SBounty - Project
Sbounty is a script that leverages a combination of tools developed in bash and golang to create pipelines aimed at detecting vulnerabilities in web applications.
This tool analyzes the routes obtained from a given URL in order to identify potential vulnerabilities, including XSS, SQLi, CORS, LFI, SSTI, Open Redirect, and SSRF.
Link to the Github repository
Installation
Clone the repository and make the script executable:
git clone https://github.com/shockz-offsec/SBounty.git
cd SBounty
chmod +x sbounty.sh
Tools Auto-Installed
- Golang
- Gf-Patterns
- SQLMap
- waybackurls
- gf
- qsreplace
- rush
- freq
- subjack
- httpx
- gauplus
- uro
Usage
Usage: ./sbounty.sh [-s subdomain] [-t]
TARGET OPTIONS
-s subdomain Target subdomain
MODE OPTIONS
-t Subdomain Takeover - Perform a subdomain takeover check
-h Help - Show this help
USAGE EXAMPLES
./sbounty.sh -s tesla.com
./sbounty.sh -s www.tesla.com
./sbounty.sh -s https://www.tesla.com
./sbounty.sh -s 127.0.0.1:8080
Subdomain Takeover check:
./sbounty.sh -s www.tesla.com -t
On the other hand, the vulnerabilities to be scanned can be enabled or disabled through the configuration file.
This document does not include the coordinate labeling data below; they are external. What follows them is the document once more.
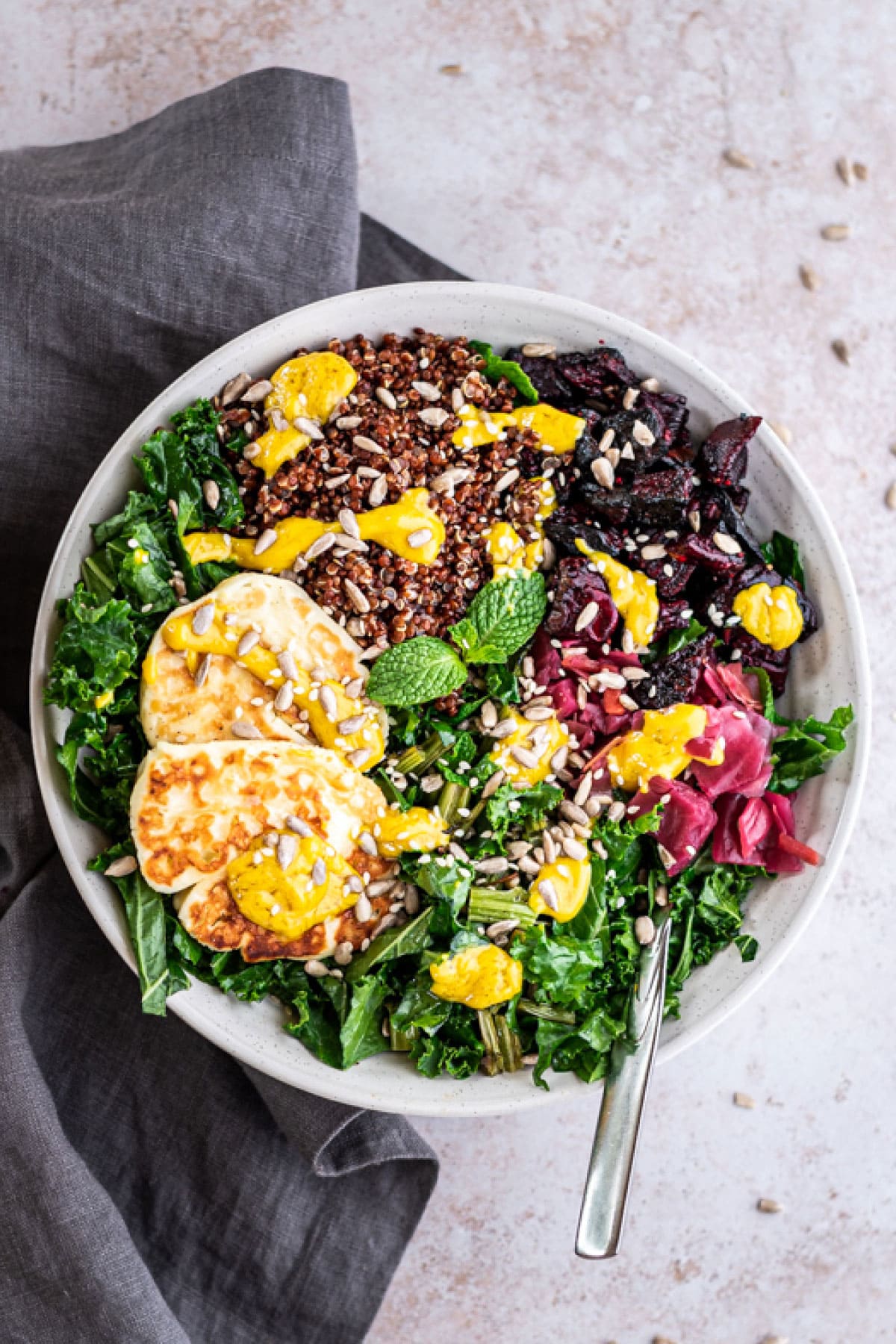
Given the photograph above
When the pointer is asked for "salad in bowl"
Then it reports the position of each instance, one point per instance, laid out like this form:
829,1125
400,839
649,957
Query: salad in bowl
415,678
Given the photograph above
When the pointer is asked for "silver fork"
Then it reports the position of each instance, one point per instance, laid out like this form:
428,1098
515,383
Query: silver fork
615,1142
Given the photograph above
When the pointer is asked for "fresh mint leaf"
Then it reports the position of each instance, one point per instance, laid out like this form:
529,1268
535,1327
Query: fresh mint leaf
783,554
497,369
414,672
501,618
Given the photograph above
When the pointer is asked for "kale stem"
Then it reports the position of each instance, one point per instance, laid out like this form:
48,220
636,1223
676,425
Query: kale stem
402,1039
534,1009
452,799
491,903
421,757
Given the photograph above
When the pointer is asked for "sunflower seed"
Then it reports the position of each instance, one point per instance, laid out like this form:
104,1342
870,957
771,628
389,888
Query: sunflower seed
548,894
736,159
121,867
320,544
845,171
203,617
363,909
586,616
202,672
379,490
836,233
507,480
258,390
328,702
726,544
445,483
491,867
645,930
538,712
308,426
285,697
665,858
287,847
348,522
245,730
435,416
233,390
602,472
265,542
249,641
356,597
528,759
287,663
368,445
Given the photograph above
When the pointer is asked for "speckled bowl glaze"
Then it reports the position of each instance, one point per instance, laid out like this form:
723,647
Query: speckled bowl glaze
828,671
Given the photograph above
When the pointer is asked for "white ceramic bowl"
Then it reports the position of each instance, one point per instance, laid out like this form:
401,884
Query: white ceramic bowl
829,670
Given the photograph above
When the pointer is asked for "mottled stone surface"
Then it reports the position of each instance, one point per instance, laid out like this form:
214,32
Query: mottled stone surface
581,151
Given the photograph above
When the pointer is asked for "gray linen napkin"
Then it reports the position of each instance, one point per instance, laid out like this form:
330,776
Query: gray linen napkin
151,1189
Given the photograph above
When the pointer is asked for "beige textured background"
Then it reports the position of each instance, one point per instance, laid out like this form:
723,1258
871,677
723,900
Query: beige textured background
581,151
In the case of SSRF, it is necessary to provide the URL of a server such as Burp Collaborator or Interactsh to receive the requests.
config.ini
#################################################################
# Sbounty config file #
#################################################################
# General values
xss=false
sqli=false
cors=false
lfi=false
ssti=false
open_redirect=false
# SSRF
ssrf=false
burpcollaborator="" # https://xx.yy.zz
#---#
Example
Disclaimer
This tool is designed for legal use only, such as testing and monitoring of systems that you own or have permission to test. Any other use is illegal and at your own risk. The author is not responsible for any damage caused by misuse or illegal use of this tool.
License
This tool is licensed under the GPL-3.0 license.